I recently learned about Gaussian processes and the squared or non-squared exponential kernel, but also that there are finite metric spaces for which these functions do not constitute covariance matrices, i.e. $A_{ij}:=\exp(-d(i,j))$ resp. $A_{ij}:=\exp(-d(i,j)^2)$ are not positive semidefinite.
Is there a way to gain more intuition about why this approach fails sometimes and how metric spaces in general look like where it doesn't? Are there homeomorphisms $f:[0,\infty)\to(0,1]$ such that $A_{ij}:=f(d(i,j))$ is positive semidefinite for all metric spaces? Is there a special reason to use the squared or non-squared exponential kernel in Gaussian processes or are there some 'naturally occuring' processes, which give rise to these covariance matrices?
[EDIT] When I look at samples from Gaussian processes on $\mathbf{R}$ with squared resp. non-squared exponential kernel, they look smooth resp. continuous but very non-smooth, and it makes somehow sense that the squared exponential kernel does not work with the $1$-norm on $\mathbf{R}^2$, since this would give rise to a process that looks smooth along the horizontals and verticals, but very non-smooth along the diagonals.

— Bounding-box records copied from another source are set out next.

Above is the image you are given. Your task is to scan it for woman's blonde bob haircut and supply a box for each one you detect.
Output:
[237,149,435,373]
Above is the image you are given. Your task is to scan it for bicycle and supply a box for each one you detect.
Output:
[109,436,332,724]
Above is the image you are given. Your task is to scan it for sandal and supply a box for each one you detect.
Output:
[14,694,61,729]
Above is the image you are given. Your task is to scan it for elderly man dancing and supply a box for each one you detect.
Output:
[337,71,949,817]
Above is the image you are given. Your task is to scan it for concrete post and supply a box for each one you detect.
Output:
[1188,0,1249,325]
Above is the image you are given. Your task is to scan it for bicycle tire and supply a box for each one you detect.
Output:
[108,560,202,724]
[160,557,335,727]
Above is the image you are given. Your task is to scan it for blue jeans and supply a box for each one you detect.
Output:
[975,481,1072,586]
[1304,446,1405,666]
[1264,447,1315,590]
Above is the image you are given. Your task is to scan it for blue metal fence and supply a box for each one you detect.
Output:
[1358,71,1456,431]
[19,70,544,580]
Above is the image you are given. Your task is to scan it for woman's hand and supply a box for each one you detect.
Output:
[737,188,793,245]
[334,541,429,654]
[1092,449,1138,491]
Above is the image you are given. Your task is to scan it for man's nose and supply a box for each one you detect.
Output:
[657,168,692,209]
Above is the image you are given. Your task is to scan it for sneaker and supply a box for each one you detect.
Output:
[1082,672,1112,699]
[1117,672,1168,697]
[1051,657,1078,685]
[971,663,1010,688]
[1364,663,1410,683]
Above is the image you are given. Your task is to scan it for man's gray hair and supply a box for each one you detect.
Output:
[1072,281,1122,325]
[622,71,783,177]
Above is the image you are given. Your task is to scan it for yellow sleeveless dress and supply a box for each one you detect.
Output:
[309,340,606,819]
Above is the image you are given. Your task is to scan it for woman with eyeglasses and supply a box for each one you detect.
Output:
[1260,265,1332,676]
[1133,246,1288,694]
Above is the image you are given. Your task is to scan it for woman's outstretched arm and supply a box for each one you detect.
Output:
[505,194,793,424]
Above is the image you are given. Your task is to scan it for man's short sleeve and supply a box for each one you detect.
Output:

Somehow I have the idea that positive semidefiniteness of a symmetric matrix with non-negative entries and ones on the diagonal means that I cannot weave positive and negative weights too closely together. If v is some non-zero weights vector, then $\sum_i\text{sign}(v_i)A_{ij} v_j$ denotes how strongly the node $i$ is 'influenced' by nodes of opposite sign, a positive value means that the total incluence does not outweigh the value of $i$. This sum is then weighted by $|v_i|$, so that we care more about nodes with large weights being outweighted by their surroundings. Does that make any sense? I cannot bring this together with covariance though.